WASHINGTON: Five Republican senators led by Marco Rubio on Friday (Dec 1) asked President Joe Biden’s administration to ban travel between the United States and China after a spike in Chinese respiratory illness cases.

“We should immediately restrict travel between the United States and (China) until we know more about the dangers posed by this new illness,” said the letter signed by Rubio, the top Republican on the Senate Intelligence Committee.

The rise in cases became a global issue last week when the World Health Organization asked China for more information, citing a report on clusters of undiagnosed pneumonia in children by the Program for Monitoring Emerging Diseases.

The White House and the Chinese Embassy in Washington did not immediately comment.

Maria Van Kerkhove, acting director of the WHO’s Department of Epidemic and Pandemic Preparedness and Prevention, said earlier this week the increase appeared to be driven by a rise in the number of children contracting pathogens that they had avoided during two years of COVID-19 restrictions.

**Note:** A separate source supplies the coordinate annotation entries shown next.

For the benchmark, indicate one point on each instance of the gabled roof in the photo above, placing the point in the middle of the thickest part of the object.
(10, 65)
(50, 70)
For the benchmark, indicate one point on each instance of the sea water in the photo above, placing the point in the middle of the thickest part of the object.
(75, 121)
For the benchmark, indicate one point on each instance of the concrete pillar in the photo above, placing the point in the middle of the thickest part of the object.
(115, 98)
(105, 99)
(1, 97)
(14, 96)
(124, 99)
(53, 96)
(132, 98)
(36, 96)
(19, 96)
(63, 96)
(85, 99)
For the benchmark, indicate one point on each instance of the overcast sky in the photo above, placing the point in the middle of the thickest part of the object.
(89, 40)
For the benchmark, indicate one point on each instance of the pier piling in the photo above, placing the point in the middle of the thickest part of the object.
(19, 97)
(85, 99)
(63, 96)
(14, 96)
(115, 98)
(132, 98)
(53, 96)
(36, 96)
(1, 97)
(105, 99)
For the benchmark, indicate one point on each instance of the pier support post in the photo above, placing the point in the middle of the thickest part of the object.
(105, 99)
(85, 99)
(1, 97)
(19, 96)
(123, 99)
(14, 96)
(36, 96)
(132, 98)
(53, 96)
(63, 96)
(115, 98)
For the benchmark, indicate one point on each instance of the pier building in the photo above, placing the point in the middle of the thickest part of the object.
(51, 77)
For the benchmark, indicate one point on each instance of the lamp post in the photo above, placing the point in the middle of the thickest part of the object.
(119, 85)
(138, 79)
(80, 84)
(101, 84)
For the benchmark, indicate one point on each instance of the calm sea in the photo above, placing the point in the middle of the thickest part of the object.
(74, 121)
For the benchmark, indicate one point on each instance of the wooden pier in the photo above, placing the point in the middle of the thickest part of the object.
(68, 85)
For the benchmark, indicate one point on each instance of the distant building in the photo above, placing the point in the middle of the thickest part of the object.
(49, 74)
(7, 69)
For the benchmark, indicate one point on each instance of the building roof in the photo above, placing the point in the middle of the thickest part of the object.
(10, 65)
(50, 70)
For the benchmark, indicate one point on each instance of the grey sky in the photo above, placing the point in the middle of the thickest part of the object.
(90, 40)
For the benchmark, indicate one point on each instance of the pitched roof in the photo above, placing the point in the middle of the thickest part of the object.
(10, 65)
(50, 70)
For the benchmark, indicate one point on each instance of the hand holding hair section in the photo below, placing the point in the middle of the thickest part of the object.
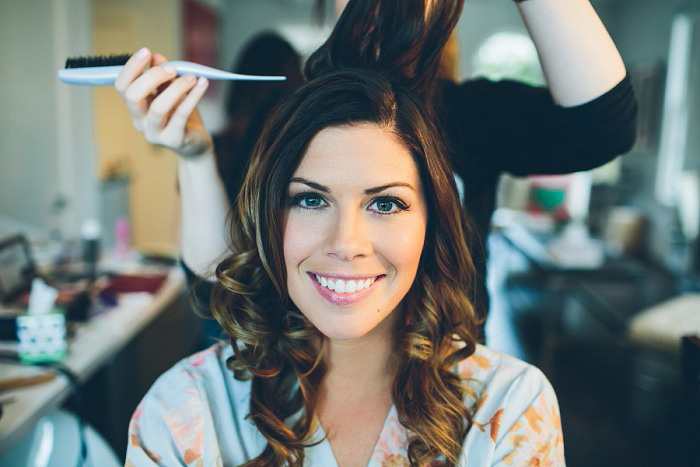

In recent months, the United States and China have been steadily increasing flights between the countries, which are still far below 2019 levels. The number rose on Nov 9 to 35 per week for each country, up from 12 per week in August.

In January 2020, then-President Donald Trump barred most non-U.S. citizens who had been in China in the prior two weeks from coming to the United States over concerns about COVID-19. However, he did not restrict or limit flights between the two countries.

The United States lifted the unprecedented travel restrictions for fully vaccinated international visitors starting in November 2021, including from China. The United States rescinded a separate requirement
air travellers test negative before arriving in June 2022.

The United States in January started requiring air passengers to get negative COVID tests after Beijing’s decision to lift its stringent zero-COVID policies and lifted the requirements in March.